“A man, Mistress, a sorry-looking slave with clay matted in his hair.”
Theria turned the bowl about. On the under side was an unburned painting of a youth standing tip-toe with arms outstretched as if to fly. The drawing was exquisite, but exquisite drawings were common in Greece. Above the youth was scrawled:
Eleutheria gives freedom.
Theria blushed slowly, angrily red. She held forth the bowl and broke it to shards against the house wall.
“Olen,” she said sternly, “never bring me messages. Never bring me gifts.”
CHAPTER XVI
GATHERING THE THREADS
Nikander had spoken of the Medes but in a voice so low that none but Theria heard.

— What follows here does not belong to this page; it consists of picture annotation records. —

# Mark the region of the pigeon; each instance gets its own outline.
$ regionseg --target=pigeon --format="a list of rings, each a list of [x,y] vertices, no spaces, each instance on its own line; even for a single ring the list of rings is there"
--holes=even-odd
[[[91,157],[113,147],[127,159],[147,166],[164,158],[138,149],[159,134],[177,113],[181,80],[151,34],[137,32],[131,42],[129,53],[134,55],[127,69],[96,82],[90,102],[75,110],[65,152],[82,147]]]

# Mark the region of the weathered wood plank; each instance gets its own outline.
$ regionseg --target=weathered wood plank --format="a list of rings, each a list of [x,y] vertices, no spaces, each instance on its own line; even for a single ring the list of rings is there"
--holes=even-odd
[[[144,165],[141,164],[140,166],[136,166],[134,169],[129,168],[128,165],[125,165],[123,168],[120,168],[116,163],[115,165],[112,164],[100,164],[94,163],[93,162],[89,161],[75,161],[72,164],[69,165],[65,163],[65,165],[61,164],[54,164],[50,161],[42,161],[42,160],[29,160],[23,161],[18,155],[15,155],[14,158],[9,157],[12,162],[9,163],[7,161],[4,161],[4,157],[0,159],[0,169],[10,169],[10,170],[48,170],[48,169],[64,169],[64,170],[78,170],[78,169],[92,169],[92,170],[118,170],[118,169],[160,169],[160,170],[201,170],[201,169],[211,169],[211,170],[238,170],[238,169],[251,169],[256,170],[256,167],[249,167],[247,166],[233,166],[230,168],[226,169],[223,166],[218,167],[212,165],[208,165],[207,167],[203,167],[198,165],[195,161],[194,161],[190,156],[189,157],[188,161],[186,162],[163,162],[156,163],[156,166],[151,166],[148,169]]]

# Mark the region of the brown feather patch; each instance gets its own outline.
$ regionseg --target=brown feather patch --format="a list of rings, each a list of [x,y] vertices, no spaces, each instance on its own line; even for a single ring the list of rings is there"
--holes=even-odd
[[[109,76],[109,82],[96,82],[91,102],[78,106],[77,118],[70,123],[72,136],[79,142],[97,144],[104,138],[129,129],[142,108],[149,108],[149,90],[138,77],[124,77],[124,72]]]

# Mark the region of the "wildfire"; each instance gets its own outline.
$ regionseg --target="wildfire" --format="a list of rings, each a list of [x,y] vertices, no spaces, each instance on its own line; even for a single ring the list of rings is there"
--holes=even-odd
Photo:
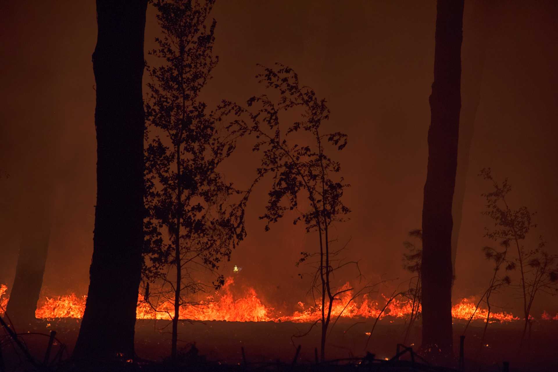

Theria, Nikander knew, would not give way to fear. However, she did give way to curiosity. She questioned Medon, but Medon would tell her nothing. “Your father has forbidden us, Missy,” was his word. She plied Olen with questions, but Olen backed away from them with a skill which slaves acquire. As for Baltè, she could only say:
“Oh, darling, it is tribes and tribes of men, all the men in the world coming against our Greece. And the king at their head is a god. Where he will he knocks a mountain over, like that, an’ when he will he makes the sea dry land for his tribes to walk over. He is goin’ to burn every city of Greece.”